Safe, intelligent Docker container management — fleet status, lifecycle operations, cleanup, compose stacks, troubleshooting, and security hardening. Classif...
SKILL.md

---
name: docker-pilot
version: 1.0.0
description: "Safe, intelligent Docker container management — fleet status, lifecycle operations, cleanup, compose stacks, troubleshooting, and security hardening. Classifies every command by risk level (READ / RISKY / DESTRUCTIVE) with mandatory confirmation gates. Use when managing Docker containers, images, volumes, networks, compose stacks, or debugging container issues."
changelog: Initial release — fleet view, safety classification, cleanup playbook, compose setup, troubleshooting runbooks, Telegram formatting
metadata: {"clawdbot":{"emoji":"🚢","requires":{"bins":["docker"]},"os":["linux","darwin","win32"]}}
---

# Docker Pilot 🚢

Safe, intelligent Docker management.

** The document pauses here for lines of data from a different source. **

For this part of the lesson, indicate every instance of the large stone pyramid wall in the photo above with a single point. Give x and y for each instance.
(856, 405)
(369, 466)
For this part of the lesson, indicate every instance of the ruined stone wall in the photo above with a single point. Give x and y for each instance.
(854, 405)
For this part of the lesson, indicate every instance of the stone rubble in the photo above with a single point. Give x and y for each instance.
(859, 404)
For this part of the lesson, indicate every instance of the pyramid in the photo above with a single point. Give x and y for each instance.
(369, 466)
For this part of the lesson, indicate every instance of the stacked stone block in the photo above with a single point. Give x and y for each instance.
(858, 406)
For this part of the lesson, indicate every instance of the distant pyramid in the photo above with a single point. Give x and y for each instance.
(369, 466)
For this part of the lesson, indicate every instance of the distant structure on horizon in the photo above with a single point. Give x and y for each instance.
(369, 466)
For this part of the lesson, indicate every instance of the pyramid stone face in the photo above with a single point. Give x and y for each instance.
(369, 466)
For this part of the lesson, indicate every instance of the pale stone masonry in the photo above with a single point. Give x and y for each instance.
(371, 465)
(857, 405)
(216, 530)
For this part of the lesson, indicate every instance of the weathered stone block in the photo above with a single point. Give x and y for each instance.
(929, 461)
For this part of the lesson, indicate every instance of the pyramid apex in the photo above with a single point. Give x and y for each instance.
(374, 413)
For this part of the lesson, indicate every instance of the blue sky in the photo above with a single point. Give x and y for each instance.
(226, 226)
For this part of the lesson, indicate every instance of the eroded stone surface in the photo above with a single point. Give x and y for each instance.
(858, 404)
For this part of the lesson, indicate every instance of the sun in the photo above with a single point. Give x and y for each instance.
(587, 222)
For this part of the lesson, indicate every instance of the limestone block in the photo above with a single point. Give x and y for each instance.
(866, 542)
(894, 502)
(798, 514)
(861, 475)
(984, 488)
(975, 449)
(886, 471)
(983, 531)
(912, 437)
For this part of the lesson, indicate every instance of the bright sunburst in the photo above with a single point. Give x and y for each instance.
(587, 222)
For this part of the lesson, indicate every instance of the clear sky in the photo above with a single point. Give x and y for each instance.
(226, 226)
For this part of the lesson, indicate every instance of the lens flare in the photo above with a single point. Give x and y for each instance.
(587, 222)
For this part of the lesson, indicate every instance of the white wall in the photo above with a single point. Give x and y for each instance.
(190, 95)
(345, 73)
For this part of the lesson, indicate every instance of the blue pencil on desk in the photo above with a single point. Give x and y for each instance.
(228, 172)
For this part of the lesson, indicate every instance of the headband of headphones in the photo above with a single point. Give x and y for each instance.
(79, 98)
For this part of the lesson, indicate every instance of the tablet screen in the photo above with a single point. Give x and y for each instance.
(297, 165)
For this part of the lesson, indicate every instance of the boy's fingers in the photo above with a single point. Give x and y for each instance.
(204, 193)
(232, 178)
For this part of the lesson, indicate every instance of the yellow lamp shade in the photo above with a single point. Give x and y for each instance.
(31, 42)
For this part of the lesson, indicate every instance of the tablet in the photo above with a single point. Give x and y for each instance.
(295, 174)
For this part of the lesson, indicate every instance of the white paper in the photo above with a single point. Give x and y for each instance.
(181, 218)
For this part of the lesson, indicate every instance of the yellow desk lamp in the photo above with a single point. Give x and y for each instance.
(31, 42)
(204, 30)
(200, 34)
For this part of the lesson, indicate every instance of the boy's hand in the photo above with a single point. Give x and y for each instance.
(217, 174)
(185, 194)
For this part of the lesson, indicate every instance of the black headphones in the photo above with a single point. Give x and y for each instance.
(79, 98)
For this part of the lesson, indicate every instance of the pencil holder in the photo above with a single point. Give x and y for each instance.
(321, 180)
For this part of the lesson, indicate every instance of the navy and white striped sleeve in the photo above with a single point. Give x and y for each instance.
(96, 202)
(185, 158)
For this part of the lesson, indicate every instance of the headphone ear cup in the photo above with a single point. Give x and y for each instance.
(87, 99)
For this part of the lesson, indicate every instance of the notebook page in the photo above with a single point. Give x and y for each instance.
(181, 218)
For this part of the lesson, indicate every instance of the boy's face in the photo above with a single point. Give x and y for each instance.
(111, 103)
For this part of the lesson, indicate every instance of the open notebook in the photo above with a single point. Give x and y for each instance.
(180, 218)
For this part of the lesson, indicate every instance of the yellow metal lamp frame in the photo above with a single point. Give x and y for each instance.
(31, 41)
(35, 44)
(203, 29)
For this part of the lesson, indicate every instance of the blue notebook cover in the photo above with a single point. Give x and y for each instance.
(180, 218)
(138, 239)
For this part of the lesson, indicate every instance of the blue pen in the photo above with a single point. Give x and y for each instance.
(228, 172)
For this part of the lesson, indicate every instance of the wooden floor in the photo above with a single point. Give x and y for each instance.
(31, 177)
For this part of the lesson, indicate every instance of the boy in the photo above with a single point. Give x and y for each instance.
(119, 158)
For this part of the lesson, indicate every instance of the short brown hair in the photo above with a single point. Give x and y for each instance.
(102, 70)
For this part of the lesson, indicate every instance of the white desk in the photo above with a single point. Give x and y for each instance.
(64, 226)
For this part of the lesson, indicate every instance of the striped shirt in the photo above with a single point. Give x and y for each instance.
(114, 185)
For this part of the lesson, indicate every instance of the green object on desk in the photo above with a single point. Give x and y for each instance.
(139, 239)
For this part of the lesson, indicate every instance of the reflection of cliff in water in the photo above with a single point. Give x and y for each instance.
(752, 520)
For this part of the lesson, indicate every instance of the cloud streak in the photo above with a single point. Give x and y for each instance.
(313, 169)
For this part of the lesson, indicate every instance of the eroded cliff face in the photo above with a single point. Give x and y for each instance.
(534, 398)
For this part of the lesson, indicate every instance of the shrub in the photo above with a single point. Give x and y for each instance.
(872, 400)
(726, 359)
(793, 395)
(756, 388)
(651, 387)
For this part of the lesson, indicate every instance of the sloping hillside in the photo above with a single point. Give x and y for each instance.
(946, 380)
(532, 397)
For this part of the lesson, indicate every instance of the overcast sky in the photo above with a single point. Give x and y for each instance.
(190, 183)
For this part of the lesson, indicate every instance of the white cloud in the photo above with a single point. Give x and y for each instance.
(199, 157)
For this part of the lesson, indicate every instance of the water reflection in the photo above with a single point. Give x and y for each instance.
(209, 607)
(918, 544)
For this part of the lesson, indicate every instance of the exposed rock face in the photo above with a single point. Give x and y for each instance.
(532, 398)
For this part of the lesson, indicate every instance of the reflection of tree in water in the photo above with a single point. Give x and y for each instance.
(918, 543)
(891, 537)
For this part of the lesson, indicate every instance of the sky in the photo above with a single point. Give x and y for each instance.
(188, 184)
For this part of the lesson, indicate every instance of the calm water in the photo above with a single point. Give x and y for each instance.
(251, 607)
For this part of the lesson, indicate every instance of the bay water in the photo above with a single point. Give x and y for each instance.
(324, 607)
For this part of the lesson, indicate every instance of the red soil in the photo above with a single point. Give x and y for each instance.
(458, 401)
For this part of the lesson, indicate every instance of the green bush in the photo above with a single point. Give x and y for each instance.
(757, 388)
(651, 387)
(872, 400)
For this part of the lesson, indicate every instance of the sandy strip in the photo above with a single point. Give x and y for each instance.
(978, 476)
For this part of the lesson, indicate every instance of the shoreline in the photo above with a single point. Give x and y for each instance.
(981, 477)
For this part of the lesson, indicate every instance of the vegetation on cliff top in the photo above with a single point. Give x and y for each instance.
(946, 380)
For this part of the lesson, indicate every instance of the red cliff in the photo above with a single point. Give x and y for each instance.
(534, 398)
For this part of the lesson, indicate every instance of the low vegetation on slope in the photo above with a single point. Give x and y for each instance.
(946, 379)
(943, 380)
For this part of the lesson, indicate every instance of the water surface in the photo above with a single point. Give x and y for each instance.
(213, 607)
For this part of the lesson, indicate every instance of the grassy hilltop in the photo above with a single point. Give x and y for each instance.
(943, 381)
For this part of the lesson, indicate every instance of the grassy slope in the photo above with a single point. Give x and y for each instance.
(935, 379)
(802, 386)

Not just a command reference — an operational guide that classifies risk, protects critical services, and formats output for chat.

## When to Use

Use when the task involves Docker, Dockerfiles, containers, images, Compose, volumes, networking, debugging, or any container lifecycle operation. This is the **default Docker skill** — apply it whenever Docker work appears.

## Companion Skills

This skill **extends** the existing ClawHub `docker` skill (v1.0.4 by ivangdavila). Install both for full coverage:
- `clawhub install docker` — Dockerfile patterns, image building, security hardening reference
- `clawhub install docker-pilot` — Operational management, safety rails, fleet view, troubleshooting

---

## Safety Architecture ⚠️

Every Docker command is classified by risk level. **Follow these rules without exception.**

### 🟢 READ (Safe — Can Always Run)

No side effects. Use freely.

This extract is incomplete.